Macri started his exporting business two years later with only $5,000 in start-up capital. Today, the business exports between 35 and 40 thousand pounds of live American lobster to Europe each week, grossing close to $10 million in sales annually.
S&S Seafood Ltd. is a cooperative company that represents five local lobster dealers from the Northeastern seaboard. Sales are made to European importers and distributors, who then sell the lobsters to upscale restaurants in England, France, Italy, Switzerland, Spain and, not coincidentally, Germany.
"A lobster can live 48 hours out of water, so we transport them by air, packed in boxes filled with ice and seaweed, then re-tank them when they arrive in Europe," explains Macri. The journey from Atlantic ocean to European restaurant generally takes from three to seven days.
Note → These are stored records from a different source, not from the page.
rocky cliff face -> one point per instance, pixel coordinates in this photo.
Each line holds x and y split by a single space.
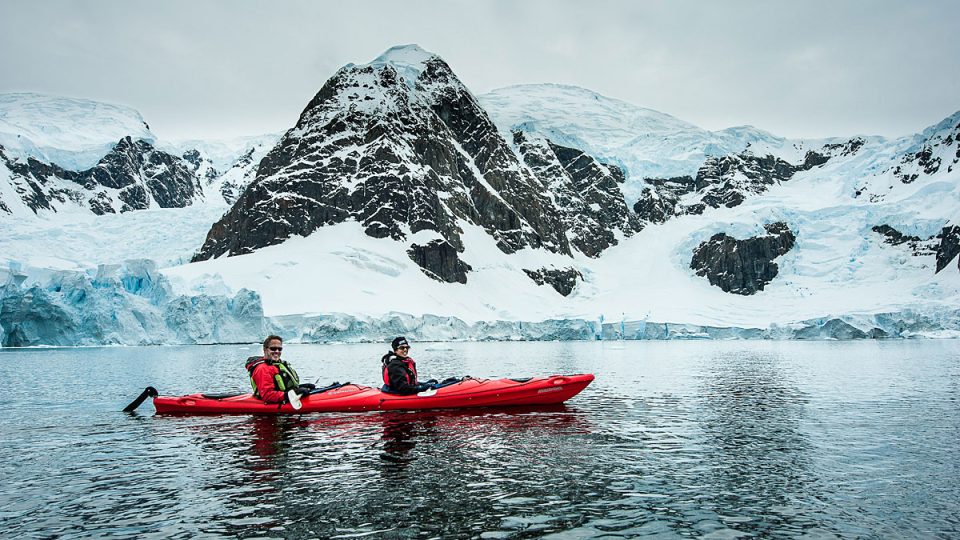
949 247
743 266
726 182
586 191
940 147
133 176
401 148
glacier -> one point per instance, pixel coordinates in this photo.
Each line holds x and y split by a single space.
71 278
119 304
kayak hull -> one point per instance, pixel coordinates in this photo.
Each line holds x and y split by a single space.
355 398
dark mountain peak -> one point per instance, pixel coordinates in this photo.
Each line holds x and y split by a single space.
399 145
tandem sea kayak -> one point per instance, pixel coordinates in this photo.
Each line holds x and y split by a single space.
351 397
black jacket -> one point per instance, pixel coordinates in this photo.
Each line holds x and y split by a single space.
400 374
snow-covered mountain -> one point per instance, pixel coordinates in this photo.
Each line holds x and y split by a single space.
71 133
401 202
402 147
67 155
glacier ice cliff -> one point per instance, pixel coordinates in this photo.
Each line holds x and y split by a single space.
339 327
121 304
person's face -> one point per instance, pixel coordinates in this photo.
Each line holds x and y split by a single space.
273 349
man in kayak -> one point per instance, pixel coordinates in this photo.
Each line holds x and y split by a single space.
400 371
272 379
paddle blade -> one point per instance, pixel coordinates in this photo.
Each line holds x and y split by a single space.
294 398
147 392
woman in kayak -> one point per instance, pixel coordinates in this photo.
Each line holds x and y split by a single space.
273 379
400 371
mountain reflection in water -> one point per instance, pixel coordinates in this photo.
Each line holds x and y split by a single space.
690 439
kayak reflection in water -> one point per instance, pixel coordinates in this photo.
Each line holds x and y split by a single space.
274 380
400 370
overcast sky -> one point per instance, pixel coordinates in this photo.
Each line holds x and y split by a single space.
226 67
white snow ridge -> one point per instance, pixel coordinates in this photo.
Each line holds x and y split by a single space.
402 203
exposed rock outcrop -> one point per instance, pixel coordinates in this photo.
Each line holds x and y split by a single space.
439 260
949 247
586 191
727 181
743 266
400 146
562 280
133 176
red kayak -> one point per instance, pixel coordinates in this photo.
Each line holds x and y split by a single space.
351 397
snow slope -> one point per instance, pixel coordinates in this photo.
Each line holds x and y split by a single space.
644 142
72 133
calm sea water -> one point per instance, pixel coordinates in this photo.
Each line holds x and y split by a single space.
673 439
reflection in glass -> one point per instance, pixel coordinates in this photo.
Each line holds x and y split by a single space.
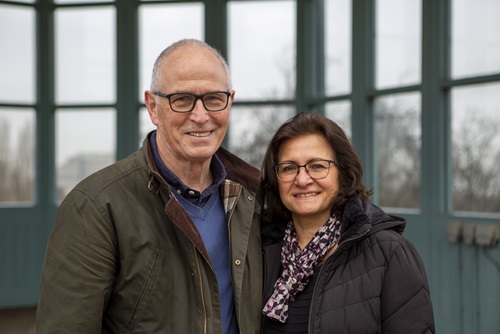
340 113
398 42
251 129
17 155
85 55
17 55
476 148
160 26
398 147
338 47
85 143
475 39
262 48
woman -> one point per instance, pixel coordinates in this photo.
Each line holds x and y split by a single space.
334 262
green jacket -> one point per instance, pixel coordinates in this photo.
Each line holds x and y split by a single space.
124 256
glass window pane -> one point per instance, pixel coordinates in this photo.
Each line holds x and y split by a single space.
85 55
475 26
78 1
398 42
17 155
398 147
338 46
85 143
160 26
476 147
262 45
251 129
340 113
17 58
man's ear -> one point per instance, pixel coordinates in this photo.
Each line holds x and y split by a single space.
150 101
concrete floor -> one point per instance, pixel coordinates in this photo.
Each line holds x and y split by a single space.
18 321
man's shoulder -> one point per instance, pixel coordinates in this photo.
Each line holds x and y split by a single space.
122 171
239 170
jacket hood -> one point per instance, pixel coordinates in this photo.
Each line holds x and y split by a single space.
361 215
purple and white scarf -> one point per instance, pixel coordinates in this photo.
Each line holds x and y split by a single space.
298 265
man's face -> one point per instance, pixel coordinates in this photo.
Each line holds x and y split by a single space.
196 135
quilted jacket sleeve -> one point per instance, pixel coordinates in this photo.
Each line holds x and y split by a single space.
405 298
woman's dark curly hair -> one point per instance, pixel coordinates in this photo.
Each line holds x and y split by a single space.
347 161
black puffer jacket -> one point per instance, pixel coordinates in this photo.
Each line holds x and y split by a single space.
375 282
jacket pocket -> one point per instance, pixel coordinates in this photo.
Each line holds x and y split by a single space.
150 274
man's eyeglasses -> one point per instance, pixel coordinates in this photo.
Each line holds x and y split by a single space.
185 102
317 169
Because the lobster-exporting industry tends to have a fiercely competitive and seasonal market, S&S Seafood Ltd. places particular emphasis on their customer relations. "All companies have to sell lobsters at about the same price, so customer service and personal attention are what make the difference for a good operation," says Macri. "Because of the attention we pay to customer service, about 99 percent of our business is repeat."
At least twice a year, Macri and his three co-workers visit their customers in Europe to ensure that operations are running smoothly. The trips abroad may not be necessary, says Macri, but it is this personal attention to detail that has enabled S&S Seafood Ltd. to grow into such a successful international business. "It all comes down to this," concludes Macri: "Good business is still done person to person."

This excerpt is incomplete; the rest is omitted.